Autumn is my favourite time of the year to travel. It might even be my favourite time of the year.
This year I sadly confess I nearly missed it . As a nearly retired guy who works only a little bit, this should not have happened. I let one file of mine interfere with my nice quiet life. My grand daughter Nasya was right when she told me, “Opa you suck at retirement.” Harsh words but children tell you the truth even when you don’t want to hear it.
Maple leaves are the prize of autumn. We don’t really have them in Manitoba other than a few scattered spots. That is a dreadful pity. I know a stop just across the border in Ontario where I try to go at least once each autumn. This year it was very disappointing. Most of the regular spots were barren of maple leaves. I don’t know if I was too later or too early or it was just not a good year.
I did find a couple of trees but most in some places I deemed not very photographic. At least I could not capture them there. So I concentrated on finding them on the ground or rock instead. As some sage said, when the world gives you lemons make lemonade.
I always associate autumn with the last part of life. Maybe that is why I appreciate it even more now. The end of life; I am there now. The spectacular beauty; I am not there. Sad.
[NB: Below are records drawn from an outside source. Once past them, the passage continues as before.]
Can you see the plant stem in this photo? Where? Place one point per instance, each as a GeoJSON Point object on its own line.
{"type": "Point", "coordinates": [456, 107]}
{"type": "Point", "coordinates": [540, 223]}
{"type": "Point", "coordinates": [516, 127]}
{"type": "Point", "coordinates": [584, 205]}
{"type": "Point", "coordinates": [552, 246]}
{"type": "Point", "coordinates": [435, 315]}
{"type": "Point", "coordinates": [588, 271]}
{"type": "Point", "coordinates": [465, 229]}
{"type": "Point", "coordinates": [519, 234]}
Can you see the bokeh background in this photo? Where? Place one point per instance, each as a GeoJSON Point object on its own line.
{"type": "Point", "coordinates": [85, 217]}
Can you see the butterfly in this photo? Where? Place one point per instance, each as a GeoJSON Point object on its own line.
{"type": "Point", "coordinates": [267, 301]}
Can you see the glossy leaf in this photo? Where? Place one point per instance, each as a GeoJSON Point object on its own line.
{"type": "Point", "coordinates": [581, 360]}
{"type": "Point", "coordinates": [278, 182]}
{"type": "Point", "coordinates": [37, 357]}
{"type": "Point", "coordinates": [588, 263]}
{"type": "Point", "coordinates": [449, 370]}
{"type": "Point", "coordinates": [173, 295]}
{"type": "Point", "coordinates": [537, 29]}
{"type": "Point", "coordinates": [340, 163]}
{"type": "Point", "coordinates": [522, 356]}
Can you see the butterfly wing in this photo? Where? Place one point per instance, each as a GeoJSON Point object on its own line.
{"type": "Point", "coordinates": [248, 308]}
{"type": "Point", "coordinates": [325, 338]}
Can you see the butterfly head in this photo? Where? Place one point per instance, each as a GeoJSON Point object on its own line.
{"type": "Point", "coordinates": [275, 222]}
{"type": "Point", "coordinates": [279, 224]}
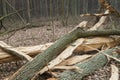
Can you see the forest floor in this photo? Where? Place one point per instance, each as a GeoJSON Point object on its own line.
{"type": "Point", "coordinates": [43, 34]}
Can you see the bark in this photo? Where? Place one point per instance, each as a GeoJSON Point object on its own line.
{"type": "Point", "coordinates": [88, 66]}
{"type": "Point", "coordinates": [41, 60]}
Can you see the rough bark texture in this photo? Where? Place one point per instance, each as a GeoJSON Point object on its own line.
{"type": "Point", "coordinates": [87, 67]}
{"type": "Point", "coordinates": [28, 71]}
{"type": "Point", "coordinates": [41, 60]}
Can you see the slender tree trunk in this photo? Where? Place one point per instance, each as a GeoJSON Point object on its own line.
{"type": "Point", "coordinates": [28, 12]}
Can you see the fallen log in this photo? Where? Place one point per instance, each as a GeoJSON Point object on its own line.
{"type": "Point", "coordinates": [89, 66]}
{"type": "Point", "coordinates": [31, 51]}
{"type": "Point", "coordinates": [34, 50]}
{"type": "Point", "coordinates": [41, 60]}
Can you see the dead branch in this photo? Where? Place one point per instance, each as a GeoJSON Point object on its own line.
{"type": "Point", "coordinates": [88, 66]}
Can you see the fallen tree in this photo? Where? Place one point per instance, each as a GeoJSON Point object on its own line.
{"type": "Point", "coordinates": [52, 52]}
{"type": "Point", "coordinates": [42, 59]}
{"type": "Point", "coordinates": [34, 50]}
{"type": "Point", "coordinates": [89, 66]}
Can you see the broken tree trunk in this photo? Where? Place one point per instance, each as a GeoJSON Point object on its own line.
{"type": "Point", "coordinates": [41, 60]}
{"type": "Point", "coordinates": [29, 69]}
{"type": "Point", "coordinates": [89, 66]}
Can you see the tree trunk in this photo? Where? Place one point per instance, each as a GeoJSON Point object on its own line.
{"type": "Point", "coordinates": [41, 60]}
{"type": "Point", "coordinates": [88, 66]}
{"type": "Point", "coordinates": [29, 69]}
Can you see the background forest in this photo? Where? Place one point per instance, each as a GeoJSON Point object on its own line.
{"type": "Point", "coordinates": [50, 8]}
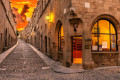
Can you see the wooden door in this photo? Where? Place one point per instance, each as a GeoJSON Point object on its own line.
{"type": "Point", "coordinates": [77, 50]}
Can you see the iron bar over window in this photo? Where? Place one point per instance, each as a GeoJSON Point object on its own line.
{"type": "Point", "coordinates": [104, 36]}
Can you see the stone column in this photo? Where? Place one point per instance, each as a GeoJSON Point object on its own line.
{"type": "Point", "coordinates": [88, 63]}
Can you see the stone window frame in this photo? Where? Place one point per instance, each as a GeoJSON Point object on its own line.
{"type": "Point", "coordinates": [59, 39]}
{"type": "Point", "coordinates": [105, 34]}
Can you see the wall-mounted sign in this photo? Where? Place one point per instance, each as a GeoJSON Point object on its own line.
{"type": "Point", "coordinates": [87, 46]}
{"type": "Point", "coordinates": [87, 5]}
{"type": "Point", "coordinates": [87, 40]}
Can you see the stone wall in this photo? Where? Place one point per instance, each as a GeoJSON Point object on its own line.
{"type": "Point", "coordinates": [69, 12]}
{"type": "Point", "coordinates": [7, 26]}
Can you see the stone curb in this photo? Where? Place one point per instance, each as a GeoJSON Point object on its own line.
{"type": "Point", "coordinates": [6, 53]}
{"type": "Point", "coordinates": [56, 66]}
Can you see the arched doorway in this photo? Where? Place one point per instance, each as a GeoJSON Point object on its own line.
{"type": "Point", "coordinates": [104, 36]}
{"type": "Point", "coordinates": [6, 37]}
{"type": "Point", "coordinates": [59, 42]}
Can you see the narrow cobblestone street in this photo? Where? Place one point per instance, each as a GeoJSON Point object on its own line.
{"type": "Point", "coordinates": [24, 64]}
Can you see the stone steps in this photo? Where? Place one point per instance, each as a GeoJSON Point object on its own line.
{"type": "Point", "coordinates": [76, 66]}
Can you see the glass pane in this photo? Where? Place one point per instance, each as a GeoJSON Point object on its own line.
{"type": "Point", "coordinates": [94, 30]}
{"type": "Point", "coordinates": [62, 43]}
{"type": "Point", "coordinates": [113, 42]}
{"type": "Point", "coordinates": [103, 26]}
{"type": "Point", "coordinates": [59, 44]}
{"type": "Point", "coordinates": [104, 42]}
{"type": "Point", "coordinates": [62, 32]}
{"type": "Point", "coordinates": [112, 29]}
{"type": "Point", "coordinates": [94, 42]}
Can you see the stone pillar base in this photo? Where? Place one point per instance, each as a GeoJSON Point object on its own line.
{"type": "Point", "coordinates": [118, 61]}
{"type": "Point", "coordinates": [89, 65]}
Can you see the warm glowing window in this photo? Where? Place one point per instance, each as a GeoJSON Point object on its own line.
{"type": "Point", "coordinates": [104, 36]}
{"type": "Point", "coordinates": [60, 39]}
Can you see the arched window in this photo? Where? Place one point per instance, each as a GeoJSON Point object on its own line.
{"type": "Point", "coordinates": [104, 36]}
{"type": "Point", "coordinates": [60, 38]}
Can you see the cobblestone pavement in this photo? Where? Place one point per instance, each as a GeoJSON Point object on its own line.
{"type": "Point", "coordinates": [24, 64]}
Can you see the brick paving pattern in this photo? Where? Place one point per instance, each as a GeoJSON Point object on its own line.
{"type": "Point", "coordinates": [24, 64]}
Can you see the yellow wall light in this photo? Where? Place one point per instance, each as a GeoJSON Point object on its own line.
{"type": "Point", "coordinates": [50, 17]}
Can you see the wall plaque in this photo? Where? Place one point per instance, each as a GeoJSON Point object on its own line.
{"type": "Point", "coordinates": [87, 46]}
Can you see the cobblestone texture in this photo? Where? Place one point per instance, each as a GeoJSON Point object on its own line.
{"type": "Point", "coordinates": [24, 64]}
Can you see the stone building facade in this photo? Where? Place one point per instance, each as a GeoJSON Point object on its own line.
{"type": "Point", "coordinates": [7, 26]}
{"type": "Point", "coordinates": [85, 32]}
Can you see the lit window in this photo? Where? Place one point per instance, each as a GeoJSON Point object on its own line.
{"type": "Point", "coordinates": [104, 36]}
{"type": "Point", "coordinates": [60, 38]}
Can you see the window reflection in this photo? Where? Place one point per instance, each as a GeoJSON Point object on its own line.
{"type": "Point", "coordinates": [61, 39]}
{"type": "Point", "coordinates": [103, 36]}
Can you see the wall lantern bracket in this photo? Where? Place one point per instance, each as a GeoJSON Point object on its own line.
{"type": "Point", "coordinates": [75, 22]}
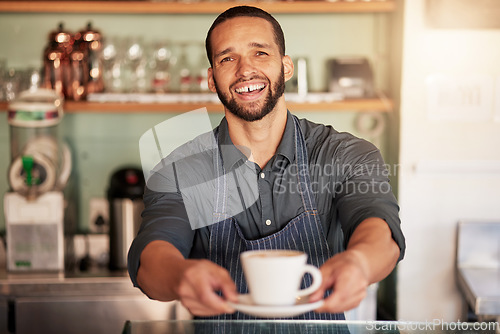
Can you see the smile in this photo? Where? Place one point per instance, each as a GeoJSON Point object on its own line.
{"type": "Point", "coordinates": [250, 88]}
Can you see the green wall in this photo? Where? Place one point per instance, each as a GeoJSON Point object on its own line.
{"type": "Point", "coordinates": [103, 142]}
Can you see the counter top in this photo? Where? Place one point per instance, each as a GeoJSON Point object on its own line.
{"type": "Point", "coordinates": [305, 326]}
{"type": "Point", "coordinates": [481, 287]}
{"type": "Point", "coordinates": [60, 284]}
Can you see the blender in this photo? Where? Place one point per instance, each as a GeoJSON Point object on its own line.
{"type": "Point", "coordinates": [39, 170]}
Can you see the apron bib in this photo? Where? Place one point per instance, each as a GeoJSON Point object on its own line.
{"type": "Point", "coordinates": [303, 233]}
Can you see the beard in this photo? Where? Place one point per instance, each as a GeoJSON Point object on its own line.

I believe maple leaves are the prize of autumn. I did not find many, but I did find beauty. It was worth the trip.
Hans, your maples inspire me:
Conifers are good all-season windbreaks and offer fragrant, sticky shelter for birds and small humans.
Birch and maple give us summer shade and are safe near the cottage. Chickadees store seeds, hidden in the birch’s paper bark. Squirrels too, so these clustered trees are like “leave a penny–take a penny” jars at a convenience store, but for seeds.
Poplars’ woodwind leaves sough and rush in the night breeze but their waterlogged trunks and branches are widowmakers and a hazard near buildings. Night bombers over our tiny homestead–our London, Dresden, Madrid. At the same time, flanking poplar communities are tall, shady, and they nurture–like forest daycares–dogwoods and sumac that grow in an eight-foot high understory, giving our clearing privacy. Stunning blossoms at different times in the summer as well. Berries too, if we’d take the time to learn which ones are good for what. The birds and bears know–we’ll leave it to them.
Stands of black spruce are littered with fallen stems; many leaning like drunks among their mates. The gusting wind flexes the intersecting trunks and they squall like Paul Bunyan cellos, sounding from a distance like an orchestra, tuning the string section.
Elm and ash stretch their hardwood limbs like big Joe Pritchard calling for the ball from the low post. They reach wide to get their share of light and shade our yard in so doing.
Oaks are hardy and unyielding and we love them purely for their sneering lignum stoicism. Respect. So too, for jackpine that cling to rocky cliffs, growing from a cupful of sandy soil in the furrowed brow of a rock.
Finally, there’s the trio of ironwood wisemen, at the extreme northern extent of their range. They inspire us with their persistence. I think they are the elders of the neighbourhood, gossiping and tut-tutting about “saplings these days!” They frustrate beavers with their tooth-busting hardness and hang gnarled branches over the still water where kingfishers sit and hunt minnows, watched by tamaracks adorned with fall gold.